Iran rejects Trump’s peace plan, makes counteroffer over Strait of Hormuz; petrol prices at record high
Garbage companies have warned waste collections may be cancelled as trucks run short. Hundreds of gas stations are out of at least one type of fuel. Farms have postponed crop seeding because their tractors can’t be refilled. Truckers are getting stranded at drained outback filling stations. Charter fishing boats operating out of Sydney Harbour face squeezed margins. The government is dismissing talk of rationing, but has relaxed safety regulations to draw more supplies in from overseas. The market looks worryingly tight.

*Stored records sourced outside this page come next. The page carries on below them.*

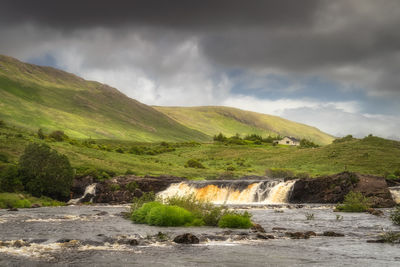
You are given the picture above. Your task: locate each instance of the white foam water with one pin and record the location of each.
(266, 192)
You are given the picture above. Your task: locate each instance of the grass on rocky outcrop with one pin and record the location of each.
(186, 211)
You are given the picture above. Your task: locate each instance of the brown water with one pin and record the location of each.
(91, 227)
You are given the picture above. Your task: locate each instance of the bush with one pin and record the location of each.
(204, 210)
(235, 221)
(115, 187)
(9, 179)
(45, 172)
(395, 216)
(132, 186)
(58, 136)
(192, 163)
(354, 202)
(41, 134)
(3, 157)
(302, 175)
(139, 215)
(164, 215)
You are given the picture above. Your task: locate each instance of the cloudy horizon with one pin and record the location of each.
(330, 64)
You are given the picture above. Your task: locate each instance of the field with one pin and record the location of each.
(213, 120)
(371, 155)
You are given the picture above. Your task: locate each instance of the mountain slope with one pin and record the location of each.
(42, 97)
(229, 121)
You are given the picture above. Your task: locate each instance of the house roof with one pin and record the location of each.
(292, 138)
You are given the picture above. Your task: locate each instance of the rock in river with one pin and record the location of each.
(186, 239)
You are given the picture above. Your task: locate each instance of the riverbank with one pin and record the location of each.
(96, 229)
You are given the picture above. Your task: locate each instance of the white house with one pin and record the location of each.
(289, 141)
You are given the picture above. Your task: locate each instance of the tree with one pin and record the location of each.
(41, 134)
(9, 179)
(45, 172)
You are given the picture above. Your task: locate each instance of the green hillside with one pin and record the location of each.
(229, 121)
(371, 155)
(43, 97)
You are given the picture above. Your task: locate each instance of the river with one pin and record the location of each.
(94, 226)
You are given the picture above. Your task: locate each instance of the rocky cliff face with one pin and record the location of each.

For all that, you can blame decades of complacency and misguided subsidies. Other countries shouldn’t assume they’re immune. Fuel shortages are already prompting talk of emergency conditions in the Philippines and South Korea, while the knock-on effects in Australia could hit global supplies of food and raw materials.
Some of this diesel dependency is close to inevitable. Mining is a voracious consumer of the fuel, where it’s a versatile power source for the energy-hungry trucks and machinery used at remote work sites. Farmers use it to power their harvesters, tractors and pumps for similar reasons.
Part is just geography. Australia has a population not much greater than that of Florida, spread across a continent almost as big as the entire US. As a result, an outsized trucking industry hauls goods on two-, three-, or even four-trailer road trains between major cities that are rarely much less than 1000 kilometres apart.
Bad policy has made the problem far worse than it should be, though. Despite some of the world’s biggest reserves of coal and natural gas, Australia is an insignificant oil producer, and depends on imports from Asia for about 90 per cent of its diesel. Stockpiles are currently sufficient for just 30 days. That’s the lowest among members of the International Energy Agency, which requires at least 90 days of inventory. With the Strait of Hormuz closed and major suppliers China, Japan and South Korea limiting exports to prevent local shortages, that’s left Australia’s safety net looking distinctly threadbare.
Things would have been far better if successive governments hadn’t spent years incentivising wasteful consumption. Industrial users get tax rebates to cover the cost of their diesel usage, a program that’s grown to become one of the biggest drains on the budget. The federal government will spend $10.8 billion on diesel rebates in the current fiscal year, more money than goes to the army or navy, and almost as much as is spent on public education.
That windfall acts as a financial brake on attempts to decarbonise. Other countries are surging ahead.
It shouldn’t take an energy shock for Australia to see how far it has gone wrong with its dependence on dirty, costly, insecure diesel. If the current alarm helps change that short-sightedness, it won’t have come a moment too soon.